While trying to squeeze my solution of 1336E2 - Chiori and Doll Picking (hard version) into the time limit, I have encountered an unexpectedly large difference in the execution times among the various C++ compilers offered by Codeforces. Since I think it is something worth knowing, I am sharing this discovery.
Consider the following minimal working example (it generates $$$2N=30$$$ random $$$56$$$-bits numbers and computes the sum of the bits of the xors of all the subsets of the $$$30$$$ numbers).

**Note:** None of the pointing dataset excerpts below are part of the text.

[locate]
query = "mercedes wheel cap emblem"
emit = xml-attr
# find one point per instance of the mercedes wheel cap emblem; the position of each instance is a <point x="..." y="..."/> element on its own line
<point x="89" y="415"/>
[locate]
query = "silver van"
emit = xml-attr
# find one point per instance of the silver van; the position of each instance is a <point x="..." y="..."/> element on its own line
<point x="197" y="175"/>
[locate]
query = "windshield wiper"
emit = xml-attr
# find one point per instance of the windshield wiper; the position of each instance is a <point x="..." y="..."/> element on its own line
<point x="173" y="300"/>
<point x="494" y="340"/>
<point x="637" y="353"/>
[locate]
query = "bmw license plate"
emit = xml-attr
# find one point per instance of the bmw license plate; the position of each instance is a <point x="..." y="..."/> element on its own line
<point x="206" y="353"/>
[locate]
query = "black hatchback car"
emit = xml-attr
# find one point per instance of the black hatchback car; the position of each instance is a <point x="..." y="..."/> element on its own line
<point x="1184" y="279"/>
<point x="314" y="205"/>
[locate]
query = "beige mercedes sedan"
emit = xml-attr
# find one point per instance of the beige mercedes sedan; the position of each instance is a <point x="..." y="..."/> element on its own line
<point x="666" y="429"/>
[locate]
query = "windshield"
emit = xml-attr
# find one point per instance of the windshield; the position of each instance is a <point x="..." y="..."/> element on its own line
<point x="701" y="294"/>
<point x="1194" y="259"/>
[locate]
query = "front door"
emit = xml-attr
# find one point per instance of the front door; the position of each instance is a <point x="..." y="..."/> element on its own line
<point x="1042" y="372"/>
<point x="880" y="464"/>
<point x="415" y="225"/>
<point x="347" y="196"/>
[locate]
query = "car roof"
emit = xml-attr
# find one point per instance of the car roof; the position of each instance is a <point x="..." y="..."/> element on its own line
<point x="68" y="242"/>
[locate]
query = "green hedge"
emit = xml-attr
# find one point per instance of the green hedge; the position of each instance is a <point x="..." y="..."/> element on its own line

The important lines are the following ones, where the functions __builtin_popcountll
and xor
are called $$$2^{30}$$$ times.
ULL res = 0;
for (int i = 0; i < (1<<N); i++) for (int j = 0; j < (1<<N); j++) {
res += __builtin_popcountll(c[i]^d[j]);
}
Executing the above program in Codeforces custom invocation yields these execution times:
Compiler Execution Time
GNU GCC C11 5.1.0 4040 ms
GNU G++11 5.1.0 4102 ms
GNU G++14 6.4.0 1123 ms
GNU G++17 7.3.0 1107 ms
GNU G++17 9.2.0 (64bit, msys 2) 374 ms
Notice that the 64bit-native compiler produces a much faster executable (and notice also that among the other compilers there is quite a difference). Hence, next time you have to optimize a solution with a lot of bit-operations on 64bit integers (and, in fact, this situation is not so uncommon), consider using the compiler GNU G++17 9.2.0 (64bit, msys 2).
It might be that the differences among the execution times are due to the way I have written the program (maybe the wrong PRAGMAS? Maybe preventing some compilers from optimizing because of a certain idiom? Maybe something else?), if this is the case, please enlighten me!